I have a difficult relationship with my own parents although after 6 years of being estranged from my mother I have recently got in touch with her and spending more time together, and no extended family that we have contact with besides family in Norway.  My husband has a strained relationship with his parents also and I don’t get along with his mother at all.  He has one brother he gets on with and one he doesn’t talk to.  He had another brother he lost.  My four daughters are his step children, we were trying for a baby of our own until we got the news the last few days, and our dreams have been crushed.  Neither of us works due to my disabilities and him being a full time stay at home carer to me, although I’ve dedicated the past couple of years to doing a lot of fundraising for charity and running a support group for bereaved parents and families who have lost a child.

My husband has dealt with lifetime trauma himself too.  It’s due to all these combined difficult and complex circumstances that I feel I need to plan so much for when I die to try to make things a little easier for them all when I have gone.

I don’t want to just fade away; I want to tell my story to someone, somewhere.  I would like to start summarizing the past as shortly as I can and then post updates of progress, planning my children’s life after mummy, the funeral etc…I want to try to make the most of what I have left and will be trying to spend as much time building memories for my children, writing a small book for them of things I would want to say to them at each milestone, good memories we shared, memories of the proud moments I had of them etc…So I’ll be trying my best to remain positive as I don’t feel I can ruin what little time we have left by negativity but of course there might be down times where I would like to share how I am feeling, what’s going through my mind.  Updates on hospital appointments, news etc…

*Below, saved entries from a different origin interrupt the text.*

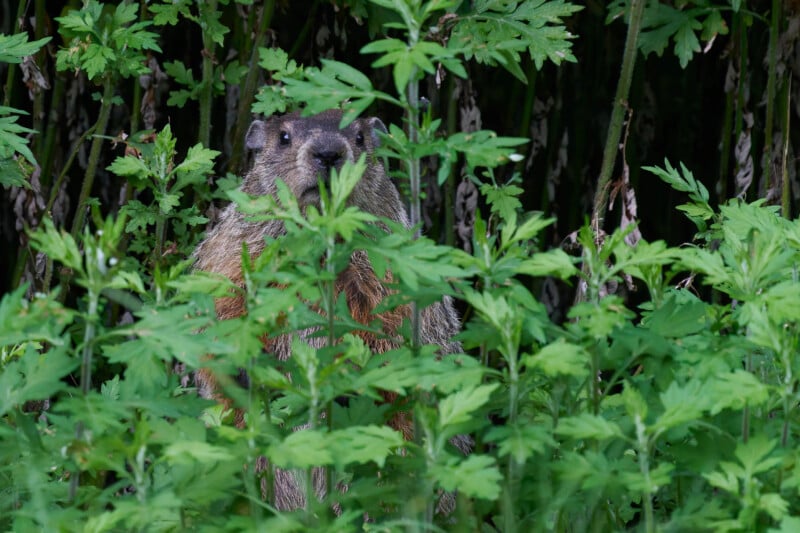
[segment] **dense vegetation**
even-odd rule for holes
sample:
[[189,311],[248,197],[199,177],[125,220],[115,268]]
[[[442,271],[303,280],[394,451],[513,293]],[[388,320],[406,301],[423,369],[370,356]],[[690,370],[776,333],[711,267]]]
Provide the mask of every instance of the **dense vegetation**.
[[[800,528],[795,2],[10,4],[4,530]],[[237,190],[253,114],[298,107],[383,118],[413,230],[348,206],[359,164],[306,216]],[[287,228],[243,290],[191,269],[225,201]],[[354,250],[386,306],[454,296],[466,353],[412,324],[370,353],[333,290]]]

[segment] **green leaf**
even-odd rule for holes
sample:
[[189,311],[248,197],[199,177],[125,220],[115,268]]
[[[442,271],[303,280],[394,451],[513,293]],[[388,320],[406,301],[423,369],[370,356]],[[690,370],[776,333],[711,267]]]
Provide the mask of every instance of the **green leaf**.
[[27,33],[0,34],[0,63],[21,63],[23,58],[35,54],[50,39],[52,37],[28,42]]
[[652,432],[666,431],[673,427],[695,422],[702,418],[703,411],[708,408],[710,400],[706,400],[705,384],[692,380],[684,386],[673,381],[666,391],[661,393],[664,412],[659,415],[652,427]]
[[[36,158],[28,148],[28,141],[18,135],[20,133],[36,133],[32,129],[17,124],[19,117],[16,115],[26,114],[18,109],[0,106],[0,158],[10,159],[16,152],[24,156],[31,165],[36,166]],[[9,181],[13,183],[13,180]]]
[[136,176],[141,179],[146,179],[150,175],[150,169],[145,162],[132,155],[116,158],[106,170],[110,170],[117,176]]
[[686,68],[692,56],[700,51],[700,41],[697,40],[695,30],[702,28],[697,21],[691,24],[684,24],[675,33],[675,55],[680,60],[681,67]]
[[622,429],[615,422],[590,413],[560,419],[555,432],[577,440],[606,440],[623,436]]
[[[322,69],[305,69],[304,76],[305,79],[282,77],[281,81],[286,85],[286,95],[306,103],[305,112],[309,114],[338,108],[342,103],[345,109],[364,109],[376,98],[399,104],[396,99],[375,90],[369,78],[338,61],[323,59]],[[345,113],[341,126],[355,118],[352,113]]]
[[706,329],[706,313],[706,304],[688,291],[669,292],[643,322],[657,335],[678,339]]
[[439,402],[439,424],[442,428],[468,422],[470,415],[483,407],[498,387],[497,383],[481,385],[451,394]]
[[[720,464],[720,466],[723,465],[724,462]],[[731,471],[724,470],[723,472],[704,473],[703,477],[712,487],[717,487],[718,489],[722,489],[730,494],[739,493],[739,480]]]
[[[711,406],[712,415],[723,409],[738,411],[746,405],[762,405],[770,396],[769,387],[750,372],[741,369],[714,376],[707,387],[710,388],[709,396],[715,398]],[[730,391],[736,391],[736,394],[731,394]]]
[[575,261],[574,257],[568,255],[561,248],[554,248],[525,259],[517,267],[517,272],[528,276],[553,276],[567,280],[578,274]]
[[430,475],[444,490],[473,498],[494,500],[500,495],[503,476],[488,455],[473,454],[457,464],[435,465]]
[[486,433],[485,440],[497,444],[500,457],[510,456],[520,465],[534,454],[557,446],[548,428],[534,424],[495,426]]
[[638,417],[642,421],[647,418],[647,401],[630,381],[625,382],[625,388],[622,390],[622,404],[631,418]]
[[57,53],[56,69],[84,70],[94,81],[102,76],[127,78],[148,72],[141,50],[161,51],[158,36],[144,30],[149,21],[129,25],[136,20],[133,4],[120,3],[111,13],[104,12],[97,0],[88,0],[80,10],[70,10],[55,20],[66,44]]
[[752,435],[747,442],[736,445],[734,455],[742,463],[748,477],[767,472],[781,463],[781,457],[770,457],[778,445],[777,439],[769,439],[764,433]]
[[295,431],[267,448],[267,458],[281,468],[311,468],[334,464],[329,436],[319,430]]
[[72,235],[58,231],[49,218],[44,219],[42,226],[31,234],[34,248],[76,272],[83,272],[83,255]]
[[519,52],[527,50],[537,70],[545,60],[556,65],[576,60],[570,42],[574,36],[563,19],[581,9],[563,0],[481,2],[473,14],[458,19],[448,46],[467,59],[500,65],[527,83]]
[[481,194],[491,205],[492,213],[500,215],[502,220],[516,220],[517,211],[522,208],[522,202],[517,198],[523,191],[516,185],[496,187],[489,183],[481,185]]
[[558,339],[535,355],[525,357],[525,365],[541,370],[546,376],[586,377],[589,374],[589,353],[581,346]]
[[658,489],[669,486],[672,481],[671,474],[674,470],[675,465],[663,462],[652,468],[647,476],[641,472],[622,472],[620,477],[625,488],[631,492],[655,494]]
[[[527,143],[524,137],[498,137],[489,130],[479,130],[470,133],[456,133],[447,139],[449,149],[463,153],[467,158],[467,166],[494,168],[511,161],[514,154],[513,147]],[[522,191],[514,187],[506,191],[508,196],[518,196]],[[516,193],[516,194],[514,194]],[[487,194],[484,192],[484,194]]]
[[230,461],[234,456],[221,446],[202,441],[178,440],[167,446],[164,458],[174,465],[191,465],[197,462],[209,467],[214,463]]
[[338,467],[373,462],[383,468],[386,458],[405,444],[403,435],[388,426],[353,426],[332,431],[327,440]]
[[19,358],[0,368],[0,416],[22,409],[25,402],[52,398],[67,388],[62,379],[75,370],[78,360],[70,356],[63,342],[60,344],[40,354],[28,343]]
[[800,531],[800,517],[784,516],[781,520],[780,529],[770,528],[767,533],[794,533]]
[[191,0],[173,0],[168,4],[150,4],[148,10],[154,14],[153,22],[157,26],[169,24],[174,26],[178,23],[178,15],[189,17],[189,5]]

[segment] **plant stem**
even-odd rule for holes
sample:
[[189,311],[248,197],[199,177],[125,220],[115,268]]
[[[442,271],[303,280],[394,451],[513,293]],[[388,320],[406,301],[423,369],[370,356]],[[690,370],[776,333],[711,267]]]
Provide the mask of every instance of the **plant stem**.
[[50,112],[47,118],[47,128],[44,134],[44,143],[39,152],[38,161],[42,166],[42,190],[52,183],[50,172],[53,169],[53,149],[56,143],[56,132],[58,131],[59,118],[61,114],[61,103],[64,100],[64,90],[66,89],[64,76],[56,75],[53,83],[53,95],[50,101]]
[[[34,26],[34,38],[41,39],[44,37],[45,27],[44,21],[47,18],[45,14],[44,8],[44,0],[36,0],[36,4],[34,7],[34,13],[36,15],[36,23]],[[47,61],[47,52],[46,48],[40,48],[38,52],[36,52],[32,59],[39,67],[42,72],[47,72],[47,68],[45,67],[45,63]],[[33,129],[36,131],[41,132],[44,128],[42,125],[44,124],[44,91],[41,88],[35,87],[33,89]],[[33,137],[33,142],[31,146],[31,150],[33,153],[38,154],[41,151],[41,144],[43,142],[43,138],[41,135],[35,135]]]
[[[408,84],[408,143],[414,146],[419,141],[419,81],[416,71],[411,73]],[[414,238],[420,236],[420,162],[419,158],[411,157],[406,161],[408,167],[408,183],[411,191],[411,204],[409,218],[411,227],[414,228]],[[414,354],[419,353],[420,338],[420,313],[417,302],[411,303],[411,347]]]
[[228,162],[228,170],[230,172],[238,173],[243,170],[241,166],[244,160],[244,136],[249,126],[250,106],[253,103],[253,95],[256,92],[256,84],[258,83],[259,69],[256,68],[256,65],[258,65],[258,50],[264,45],[264,37],[272,22],[274,11],[275,0],[268,0],[261,10],[258,31],[250,53],[250,68],[247,70],[247,76],[245,76],[239,91],[239,109],[236,114],[236,125],[233,129],[233,149],[231,150],[231,159]]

At times my writing may seem fractured; sometimes my spiritual beliefs may yoyo between one thought or another.  Sometimes I’ll write like I do here and others may be in a diary excerpt style.  Sometimes my writing will be descriptive of emotions and feelings, fears and dreams.  At times it will be emotive and others more factual based or analytical.  What I promise is not to hold back and to be as open, frank and honest as I can be.

Most importantly I hope to inspire someone, help someone who might have gone through this with their own parents or family member or someone who’s been diagnosed with a chronic and progressive or terminal illness.  Perhaps one day my own children will sit and read this all and it might help them.

What I want to come out of this is a message of staying strong, standing together united as a family, not giving up and most importantly a message of love and what is truly important in life.

*****

I welcome comments and opinions but I ask respectfully for no prayers.  At this stage of my diagnosis/life I am torn between hoping God doesn’t exist but unsure of his existence and being very angry at God if he does exist and so I find offers of prayer upsetting, hurtful and offensive.  That is not to say I disregard or disrespect your own beliefs just that I find it difficult in my own life right now.   Religion has for a long time been at times very triggering for my mental state due to my religious upbringing although religion, god, spirituality I’m sure will be a topic of discussion at times as it’s hard to avoid when talking about death.